Panama Papers: NEITI seeks law on full exposure of owners of oil firms

Oscarline Onwuemenyi
10 May 2016, Sweetcrude, Houston, Texas – The Nigeria Extractive Industries Transparency Initiative (NEITI) has called on President Muhammadu Buhari to initiate policies and laws mandating public disclosure of the real owners of companies that operate in Nigeria, especially in the extractive sector.

The agency in a statement yesterday said the presence of anonymous companies was a threat to Nigeria’s economy and security adding that even when not always illegal or misused, secret companies are hardly in the interests of developing countries.

NEITI in its maiden policy brief titled: “The Need to Know Who Owns What in Nigeria’s Extractive Sector,” explained that the policy brief was coming at a time new developments such as the Panama papers’ leak which has revealed some of the prominent business executives and politicians including Nigerians behind some offshore companies, have put the danger of secret companies on the front burners of the society.

It noted that, “Anonymous companies are used to deny countries of valuable revenues through tax avoidance, and sometimes outright tax evasion.

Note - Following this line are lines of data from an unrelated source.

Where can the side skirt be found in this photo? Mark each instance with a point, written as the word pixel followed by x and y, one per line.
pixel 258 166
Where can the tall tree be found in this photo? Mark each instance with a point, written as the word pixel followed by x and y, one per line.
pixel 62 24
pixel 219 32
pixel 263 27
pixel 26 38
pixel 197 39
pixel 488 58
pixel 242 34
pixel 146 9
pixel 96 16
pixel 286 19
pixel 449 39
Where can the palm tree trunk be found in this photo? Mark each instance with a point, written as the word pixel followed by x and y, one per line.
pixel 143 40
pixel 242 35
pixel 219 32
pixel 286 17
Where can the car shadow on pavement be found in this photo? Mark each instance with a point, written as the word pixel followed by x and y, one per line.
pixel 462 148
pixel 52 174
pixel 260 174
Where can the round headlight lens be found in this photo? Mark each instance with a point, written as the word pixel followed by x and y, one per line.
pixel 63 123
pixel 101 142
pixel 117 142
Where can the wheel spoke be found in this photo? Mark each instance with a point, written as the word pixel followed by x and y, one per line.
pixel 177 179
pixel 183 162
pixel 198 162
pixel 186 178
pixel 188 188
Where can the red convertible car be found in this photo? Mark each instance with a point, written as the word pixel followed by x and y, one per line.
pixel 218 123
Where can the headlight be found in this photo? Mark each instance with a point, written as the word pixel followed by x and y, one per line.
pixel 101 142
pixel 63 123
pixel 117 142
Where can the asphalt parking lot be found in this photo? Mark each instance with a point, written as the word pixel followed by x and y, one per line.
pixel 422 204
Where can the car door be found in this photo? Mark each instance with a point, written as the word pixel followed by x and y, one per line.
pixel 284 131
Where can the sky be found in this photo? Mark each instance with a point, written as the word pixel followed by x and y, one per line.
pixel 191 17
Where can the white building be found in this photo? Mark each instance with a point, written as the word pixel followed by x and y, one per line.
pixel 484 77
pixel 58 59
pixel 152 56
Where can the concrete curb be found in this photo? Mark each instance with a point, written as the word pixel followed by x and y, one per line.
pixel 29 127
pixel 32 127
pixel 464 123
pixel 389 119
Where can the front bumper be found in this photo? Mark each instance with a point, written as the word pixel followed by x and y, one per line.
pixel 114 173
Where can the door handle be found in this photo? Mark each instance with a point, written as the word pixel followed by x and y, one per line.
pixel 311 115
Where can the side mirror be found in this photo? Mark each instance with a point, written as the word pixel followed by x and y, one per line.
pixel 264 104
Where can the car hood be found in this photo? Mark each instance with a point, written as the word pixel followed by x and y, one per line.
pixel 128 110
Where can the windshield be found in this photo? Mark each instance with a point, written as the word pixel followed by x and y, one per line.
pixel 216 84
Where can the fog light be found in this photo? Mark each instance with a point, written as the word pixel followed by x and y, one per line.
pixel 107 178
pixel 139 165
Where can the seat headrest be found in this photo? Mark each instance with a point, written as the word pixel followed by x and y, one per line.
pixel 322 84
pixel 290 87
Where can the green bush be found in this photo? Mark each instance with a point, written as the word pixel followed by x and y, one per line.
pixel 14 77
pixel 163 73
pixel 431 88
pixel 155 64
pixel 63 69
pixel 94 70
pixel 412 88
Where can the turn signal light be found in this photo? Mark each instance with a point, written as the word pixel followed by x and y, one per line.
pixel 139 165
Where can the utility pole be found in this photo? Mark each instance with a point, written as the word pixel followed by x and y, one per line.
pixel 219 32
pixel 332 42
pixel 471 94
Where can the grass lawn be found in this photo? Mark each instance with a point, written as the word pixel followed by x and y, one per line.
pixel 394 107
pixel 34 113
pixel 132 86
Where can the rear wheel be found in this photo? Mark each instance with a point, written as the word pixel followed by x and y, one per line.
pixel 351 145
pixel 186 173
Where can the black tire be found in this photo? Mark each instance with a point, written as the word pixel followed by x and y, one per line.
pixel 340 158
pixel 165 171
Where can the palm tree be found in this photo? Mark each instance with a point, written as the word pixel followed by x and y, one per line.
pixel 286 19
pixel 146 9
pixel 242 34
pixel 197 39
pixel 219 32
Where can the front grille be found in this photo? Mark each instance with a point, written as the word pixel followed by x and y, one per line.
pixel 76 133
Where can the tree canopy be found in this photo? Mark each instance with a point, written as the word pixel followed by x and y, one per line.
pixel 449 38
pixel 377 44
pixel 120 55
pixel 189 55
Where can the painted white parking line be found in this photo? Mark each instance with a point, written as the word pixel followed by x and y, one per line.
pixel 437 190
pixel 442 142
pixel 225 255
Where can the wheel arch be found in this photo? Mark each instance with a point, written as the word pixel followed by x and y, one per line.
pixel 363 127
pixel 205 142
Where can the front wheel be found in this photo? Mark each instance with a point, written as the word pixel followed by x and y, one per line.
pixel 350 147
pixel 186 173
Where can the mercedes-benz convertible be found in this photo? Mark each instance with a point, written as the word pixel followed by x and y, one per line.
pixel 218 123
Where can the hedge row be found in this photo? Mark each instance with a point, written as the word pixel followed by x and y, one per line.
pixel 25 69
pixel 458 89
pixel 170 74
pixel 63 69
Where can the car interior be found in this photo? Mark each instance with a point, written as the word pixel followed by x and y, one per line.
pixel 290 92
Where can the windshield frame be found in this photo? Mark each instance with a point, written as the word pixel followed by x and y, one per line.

“Then, the shroud of secrecy around them is used not only to mask possible corrupt relationships with government officials but also to obscure probable links to money laundering, drug trafficking, and terrorism financing,” the brief added.

NEITI stated that beneficial owners are not necessarily the same as legal owners, explaining that beneficial owners are the flesh and blood humans who benefit from, and exercise control over the running of companies.

While urging government to consider such laws, NEITI explained that it is in the best interest of Nigeria and Nigerians as full ownership disclosure has practical implication for increasing government revenues, reducing the incidence of corruption and money laundering, and cutting off funding for drug lords and terrorists.

“It is therefore important for the President Buhari administration to prioritise this aspect of transparency and champion policy and legal frameworks for lifting the veil of secrecy on ownership of companies in the extractive sector in Nigeria.

“Apart from Nigeria being seen to be in the vanguard of a global movement, the promotion, expansion and deepening of ownership disclosure of all companies that operate Nigeria’s oil, gas and solid minerals sector align with the change agenda and the ongoing oil sector reforms of the President Muhammadu Buhari administration,” the agency stated.

The brief further stressed that the agency mandated by law to promote transparency and accountability in Nigeria’s oil, gas and solid minerals sector, a good place to start the disclosure of beneficial ownership will be the country’s extractive sector which it said still have some complex ownership structure.

Emphasising the need for Nigeria to key into the beneficial ownership drive of the global Extractive Industries Transparency Initiative (EITI), NEITI stated that, “Nigeria can and should establish its public register of beneficial owners of companies involved in exploration, production, trading, import, export, and provision of other services in the extractive sector of the country well ahead of the 2020 deadline.

“There is nothing that says Nigeria cannot beat this deadline by at least two years. Taking this leap will provide another opportunity to solidify its credential as leader among EITI-implementing countries and a champion of transparency and accountability in the extractive sector.”